Fez-se silêncio enquanto Filipe considerava a opção. Questionou Boris em russo e, depois de ouvir a sua opinião, pôs o pé no pedal e fez que sim com a cabeça.
"Vamos lá."
Meteram pela estrada e pedalaram para oeste. O lago estava próximo e vislumbraram um ténue clarão mais à frente, eram as escassas luzes de Khuzhir a lampejar na noite. Decidiram arriscar e atravessar a vila, mas, quando se aproximavam das primeiras casas, progredindo com mil cautelas, escutaram o som de motores atrás deles. Boris fez um sinal e saíram da estrada, deitando-se na berma.
O ruminar dos motores cresceu, a estrada ficou de repente iluminada por faróis e viram dois jipes passar com grande fragor.

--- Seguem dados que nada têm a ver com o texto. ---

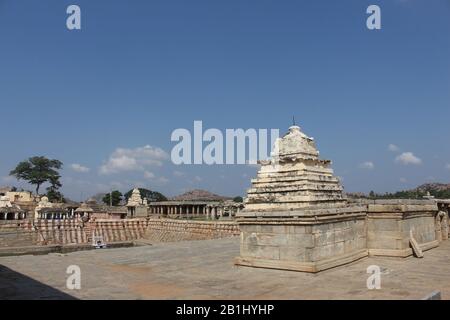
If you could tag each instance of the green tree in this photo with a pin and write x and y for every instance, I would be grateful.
(37, 170)
(53, 194)
(152, 196)
(113, 198)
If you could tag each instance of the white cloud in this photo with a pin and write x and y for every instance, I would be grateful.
(149, 175)
(163, 180)
(408, 158)
(178, 173)
(136, 159)
(367, 165)
(8, 179)
(79, 168)
(393, 148)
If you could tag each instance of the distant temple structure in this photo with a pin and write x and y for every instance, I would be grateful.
(196, 204)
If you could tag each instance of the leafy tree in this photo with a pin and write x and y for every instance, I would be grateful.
(116, 197)
(53, 194)
(38, 170)
(152, 196)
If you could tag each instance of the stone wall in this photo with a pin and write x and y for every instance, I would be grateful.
(391, 223)
(23, 233)
(167, 230)
(315, 240)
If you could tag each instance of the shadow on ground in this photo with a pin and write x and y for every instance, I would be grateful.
(16, 286)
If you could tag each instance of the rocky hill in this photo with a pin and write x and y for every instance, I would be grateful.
(437, 190)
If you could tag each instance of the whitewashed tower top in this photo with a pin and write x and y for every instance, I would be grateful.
(294, 178)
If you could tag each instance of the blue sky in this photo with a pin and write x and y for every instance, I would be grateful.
(140, 69)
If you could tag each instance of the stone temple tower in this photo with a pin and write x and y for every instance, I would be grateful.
(294, 178)
(295, 215)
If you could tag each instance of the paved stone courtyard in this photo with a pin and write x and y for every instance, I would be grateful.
(204, 270)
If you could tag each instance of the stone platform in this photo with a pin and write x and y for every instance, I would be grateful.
(204, 270)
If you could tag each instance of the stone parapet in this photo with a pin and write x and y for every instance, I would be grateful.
(167, 230)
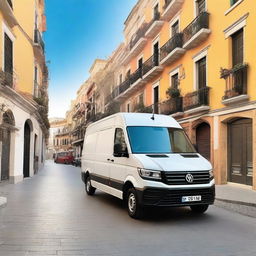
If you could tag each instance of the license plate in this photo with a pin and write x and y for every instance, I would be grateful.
(191, 199)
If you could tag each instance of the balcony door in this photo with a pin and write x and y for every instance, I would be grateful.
(240, 151)
(156, 99)
(203, 140)
(8, 57)
(201, 6)
(156, 54)
(201, 73)
(238, 48)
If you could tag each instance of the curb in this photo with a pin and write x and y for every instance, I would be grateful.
(244, 208)
(3, 202)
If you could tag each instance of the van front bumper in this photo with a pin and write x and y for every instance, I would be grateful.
(173, 197)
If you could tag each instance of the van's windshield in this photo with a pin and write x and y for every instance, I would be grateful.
(158, 140)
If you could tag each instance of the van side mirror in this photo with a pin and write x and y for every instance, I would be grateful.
(119, 151)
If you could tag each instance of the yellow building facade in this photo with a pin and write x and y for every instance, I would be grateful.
(194, 60)
(23, 89)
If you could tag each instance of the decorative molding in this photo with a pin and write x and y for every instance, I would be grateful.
(233, 7)
(240, 23)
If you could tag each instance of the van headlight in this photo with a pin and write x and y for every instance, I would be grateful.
(211, 175)
(149, 174)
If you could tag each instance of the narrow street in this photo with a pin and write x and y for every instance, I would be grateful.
(51, 215)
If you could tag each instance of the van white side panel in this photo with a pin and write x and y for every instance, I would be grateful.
(101, 186)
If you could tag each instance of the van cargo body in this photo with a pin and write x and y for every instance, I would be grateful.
(147, 161)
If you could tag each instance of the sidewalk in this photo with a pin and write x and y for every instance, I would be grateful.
(236, 197)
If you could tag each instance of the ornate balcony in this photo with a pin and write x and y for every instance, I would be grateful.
(197, 31)
(196, 101)
(151, 68)
(171, 7)
(154, 26)
(171, 106)
(172, 50)
(6, 79)
(6, 8)
(236, 84)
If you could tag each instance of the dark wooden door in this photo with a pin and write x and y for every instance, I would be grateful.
(26, 158)
(5, 160)
(203, 140)
(240, 151)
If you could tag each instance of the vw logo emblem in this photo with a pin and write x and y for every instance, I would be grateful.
(189, 178)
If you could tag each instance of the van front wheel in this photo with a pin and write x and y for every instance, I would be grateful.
(199, 208)
(134, 209)
(90, 190)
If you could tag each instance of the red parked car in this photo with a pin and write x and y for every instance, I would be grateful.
(64, 158)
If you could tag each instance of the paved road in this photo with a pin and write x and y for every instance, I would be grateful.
(51, 215)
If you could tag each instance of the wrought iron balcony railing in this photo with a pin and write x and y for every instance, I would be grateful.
(200, 22)
(171, 106)
(136, 76)
(38, 39)
(236, 81)
(6, 79)
(166, 3)
(196, 99)
(174, 42)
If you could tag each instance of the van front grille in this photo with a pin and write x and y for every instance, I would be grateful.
(179, 178)
(174, 197)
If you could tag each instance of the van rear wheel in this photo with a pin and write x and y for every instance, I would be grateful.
(90, 190)
(199, 208)
(134, 209)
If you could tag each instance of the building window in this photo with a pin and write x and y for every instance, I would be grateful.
(238, 47)
(128, 74)
(232, 2)
(201, 6)
(128, 107)
(8, 55)
(36, 82)
(156, 12)
(175, 28)
(140, 63)
(175, 81)
(141, 98)
(120, 78)
(201, 73)
(10, 3)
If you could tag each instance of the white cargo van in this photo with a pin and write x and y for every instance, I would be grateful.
(147, 161)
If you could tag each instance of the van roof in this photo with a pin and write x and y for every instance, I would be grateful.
(135, 119)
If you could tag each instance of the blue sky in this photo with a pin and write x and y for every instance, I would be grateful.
(79, 31)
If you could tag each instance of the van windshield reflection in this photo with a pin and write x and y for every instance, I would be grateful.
(158, 140)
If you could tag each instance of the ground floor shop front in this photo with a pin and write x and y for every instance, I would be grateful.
(22, 141)
(226, 138)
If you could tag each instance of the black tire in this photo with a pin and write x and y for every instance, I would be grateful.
(90, 190)
(199, 208)
(134, 209)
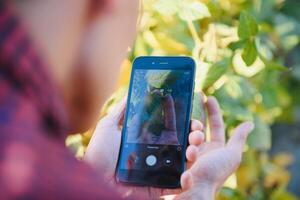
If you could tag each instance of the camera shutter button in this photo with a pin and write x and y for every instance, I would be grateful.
(151, 160)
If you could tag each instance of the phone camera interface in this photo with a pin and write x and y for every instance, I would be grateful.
(156, 120)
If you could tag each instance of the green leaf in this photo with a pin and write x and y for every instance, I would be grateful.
(249, 54)
(272, 65)
(167, 7)
(198, 111)
(248, 26)
(190, 11)
(215, 71)
(237, 45)
(260, 138)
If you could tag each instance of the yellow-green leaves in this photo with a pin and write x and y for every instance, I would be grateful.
(193, 11)
(186, 10)
(214, 72)
(247, 31)
(249, 52)
(248, 26)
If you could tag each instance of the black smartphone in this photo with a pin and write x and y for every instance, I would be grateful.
(156, 124)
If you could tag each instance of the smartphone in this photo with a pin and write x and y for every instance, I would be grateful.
(156, 123)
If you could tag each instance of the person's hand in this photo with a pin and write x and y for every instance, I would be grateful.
(103, 150)
(213, 161)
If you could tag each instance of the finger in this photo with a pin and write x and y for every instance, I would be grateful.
(202, 108)
(169, 110)
(215, 121)
(196, 125)
(191, 153)
(238, 139)
(196, 138)
(186, 180)
(116, 114)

Tomás esticou o pescoço e observou o interior das duas viaturas; os jipes iam cheios de homens.
"São eles", murmurou Filipe. "Andam à nossa procura."
Os jipes pararam alguns metros à frente e deixaram-se ficar, os faróis acesos, como se estivessem a avaliar a situação; pareciam felinos à espreita da presa.
Permaneceram assim alguns segundos, até que se acenderam as luzes traseiras de marcha atrás do carro da frente e, acto contínuo, as do que se encontrava atrás.
"Eles vêm para aqui!", assustou-se Tomás.
Igualmente alarmado com a possibilidade de os jipes voltarem a passar junto ao local onde estavam escondidos, Boris sussurrou algo em russo e Filipe fez sinal a Tomás de que o seguisse.
"Isto está mesmo muito perigoso", disse. "O Borka vai levar-nos por um atalho."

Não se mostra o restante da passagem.